Reklama

Kasia Stankiewicz ma złe wspomnienia ze śpiewaniem z playbacku

Wieloletnia wokalistka Varius Manx jak ognia unika śpiewania z playbacku. Ale kilka razy uległa prośbom, by dać "udawany" koncert. Zazwyczaj miało to dla niej przykre konsekwencje, o czym opowiedziała na Instagramie.

Wieloletnia wokalistka Varius Manx jak ognia unika śpiewania z playbacku. Ale kilka razy uległa prośbom, by dać "udawany" koncert. Zazwyczaj miało to dla niej przykre konsekwencje, o czym opowiedziała na Instagramie.
Kasia Stankiewicz przyznała się do kuriozalnej wpadki z playbackiem /Tricolors /East News

"Dzwoni znajomy: 'Hej Kasia, słuchaj, mam takiego kolegę, który chce, abyś zagrała na zamkniętej imprezie, tylko wiesz, tam trzeba z playbacku.

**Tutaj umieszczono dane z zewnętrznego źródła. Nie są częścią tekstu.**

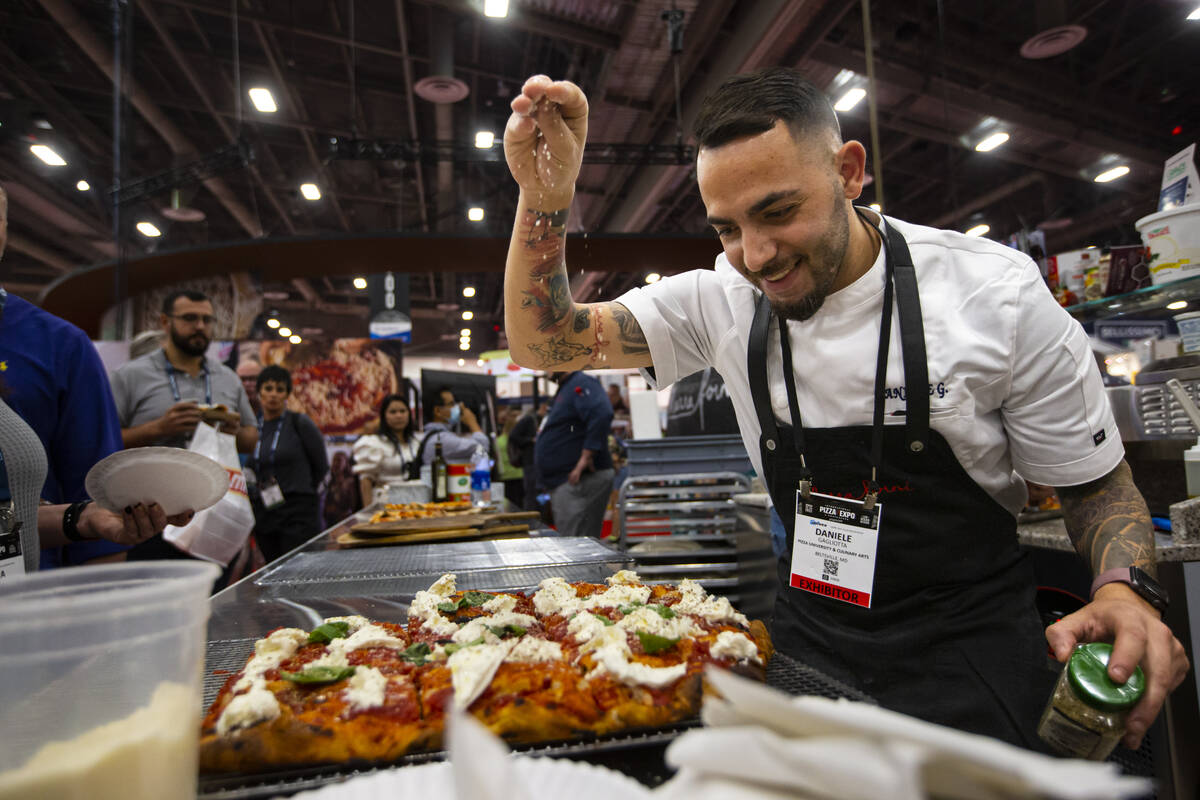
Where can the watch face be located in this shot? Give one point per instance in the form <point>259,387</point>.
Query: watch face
<point>1150,589</point>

Wiem, nie lubisz, ale to fajny chłopak, jest Twoim fanem, robi sporo dobrych rzeczy dla miasta, przemyśl to proszę'. Czynnik ludzki rozmiękcza mnie, jadę" - Kasia Stankiewicz na Instagramie przytoczyła pewną sytuację ze swojej kariery.

Wydawało się, że na miejscu wszystko było należycie przygotowane, łącznie z płytą CD, do muzyki z której Kasia miała ruszać ustami. Okazało się jednak, że organizator przyniósł ze sobą płytę, tyle że innej Kasi - Kasi Kowalskiej. Piosenkarka nie zdradziła, jak potoczył się ten koncert.

Reklama

Mimo tej wpadki, przy innej okazji znów dała się uprosić w kwestii playbacku, tym razem przy okazji koncertu plenerowego. "Nagle w trakcie piosenki, pamiętam jak dziś - 'Ten sen', z mikrofonu wypada kabel. Piosenka z moim głosem brzmi dalej. Słychać gwizd publiczności. Piosenka kończy się, myślę zaraz polecą czerstwe bułki i puszki po piwie" - wspomina Stankiewicz.

W przypadku tej historii piosenkarka zdradziła, jaki był koniec. "Tym razem wiedziona instynktem przetrwania, kabel wkładam na miejsce, zaczynam śpiewać a cappella, bez instrumentów, tylko głos. Robi się cicho, płyniemy ja i publiczność. Po tym wielka owacja i moje przemyślenie: 'Nigdy więcej playbacków!'" - puentuje swój wpis Stankiewicz.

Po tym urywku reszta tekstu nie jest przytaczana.